1) natural scarcity vs. artificial scarcity. The scarcity-driven
paradigm in economics (of Walras, Debreu, etc.) sees only natural or
technological scarcity as crucial. Marx and other institutionalists
saw artificial scarcity as added to any natural scarcity.

(In my article in THE REVIEW OF SOCIAL ECONOMY a few years ago, I
represented the liberal or neoclassical paradigm by a Venn diagram
with two circles (wants and natural-technological limits); the Marxian
or (more generally) institutionalist research program adds the
"artificial institutions" circle -- which cannot be reduced to the
other two -- to the diagram. The concept of artificial scarcity
captures this notion.)

2) whether  or not the scarcity constraint is binding. The
scarcity-driven paradigm sees the absolute scarcity of the factors of
production as constraining the economy. The alternative view might be
what Ajit Sinha called the "surplus paradigm" (of Ricardo, Marx, the
neo-Ricardians, etc.), which presumes that the normal state of affairs
involves (involuntarily) unemployed labor-power, underutilized means
of producition, and the like. As a growth-oriented (rather than
static-minded) paradigm, this view also emphasizes the production of a
surplus-product and accumulation from that surplus-product.

One version of the Marxian or institutionalist program might see the
institutional constraint as binding, too. But how does that work? the
Marxian/institutionalist program that I'm helping to develop would see
the non-scarcity of labor-power and the like as part and parcel of the
institutional constraint.

For sake of discussion, let's define the "scarcity-based theory of
value" as involving only natural-technical scarcity, which is
_binding_.

Let's get to the old debate, with some headlines to clarify what's
being discussed. BTW, if Gil wants to interpret the above
clarification as a symptom of his winning the discussion, that's fine
with me.

[A. Not a Criticism.]

Gil wrote:>>>"Labor cost of production" theory is most coherently
understood as a (very) special case of a scarcity-based theory of
value.<<<

I responded:>>Gil should note that this is true only for _one_
interpretation of political economy ... i.e., that dominated by the
scarcity-based paradigm (dominated by neoclassical economics,
especially its Walrasian-utopian form), which sees "value" and "price"
as well-nigh synonymous. There exist other visions or paradigms, to
say the least ... <<

Gil now:> I don't see the basis for Jim's criticism here.<

This wasn't meant as a criticism; it was simply trying to put your
criticism of Marx (your reduction of his law of value to a special
case of the scarcity-driven paradigm, it seems) into context. You once
argued on pen-l with Ajit that the neo-Ricardian cost-determined price
system was nothing but a special case of the Walrasian orthodoxy. Is
current foray seems part of this trend? Are you arguing for Walras
über alles, as far as price theory goes?

(There is an alternative view, of course: if the Walrasian scarcity
theory of value is bogus, and the Marxian value theory is a special
case of that theory, then the latter is bogus too.)

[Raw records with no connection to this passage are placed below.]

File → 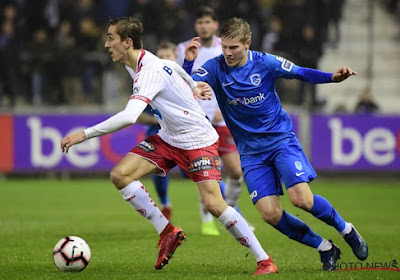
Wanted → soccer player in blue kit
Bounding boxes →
[184,18,368,270]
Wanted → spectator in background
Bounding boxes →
[0,20,20,107]
[77,17,102,103]
[261,15,282,52]
[131,0,163,52]
[55,20,85,105]
[296,24,323,110]
[354,86,379,114]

I guess I have to restate my request (which, again, what NOT a
criticism): please explain what _you_ mean by the "scarcity-based
theory of value." How does it differ from what I sketched above?


First, in all my comments I was careful to distinguish effects on
values and on (cost-) prices.  There is a connection between the two,
in that something that has an opportunity cost in terms of labor
expended necessarily has an opportunity cost in the neoclassical sense
(although not vice versa), but I never treated values and prices as
identical. ....<

It's not YOU that treats price and value as well-nigh synonymous, but
the Walrasian orthodoxy that has dominated the economics profession
for years.


[B. Walras/Debreu vs. Marx (idealist vs. materialist method).]

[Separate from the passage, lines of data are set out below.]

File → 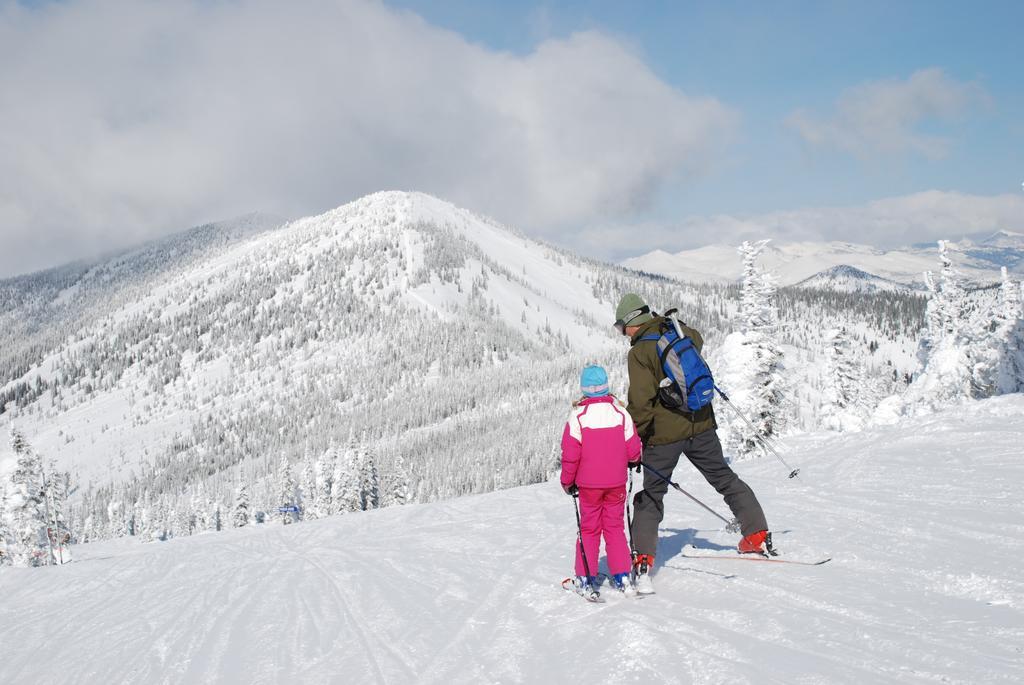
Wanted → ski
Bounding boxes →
[598,573,645,599]
[562,577,604,604]
[680,545,831,566]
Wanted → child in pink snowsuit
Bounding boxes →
[561,367,641,589]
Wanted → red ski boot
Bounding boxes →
[736,530,768,554]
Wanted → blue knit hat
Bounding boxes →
[580,366,608,397]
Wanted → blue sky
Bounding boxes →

FWIW, I also don't see the basis for Jim's suggestion that the
"Walrasian-utopian form" (whatever that is) of neoclassical economics
"especially" dominates the scarcity-based paradigm. Walrasian
analysis, while still important, is hardly the dominant thread of
contemporary mainstream economics.<

It's true that game theory, behavioral/experimental economics, etc.,
are all the rage these days, but when it comes to price theory, the
Walrasian story is still dominant. Maybe I'm wrong, but what price
theory has replaced it? have economists have stopped producing CGE
models or trying to represent economies in terms of markets that
relate only by way of relative prices? Have game theorists stopped
justifying (legitimating) their work in terms on some n-person games
being a version of general equilibrium models?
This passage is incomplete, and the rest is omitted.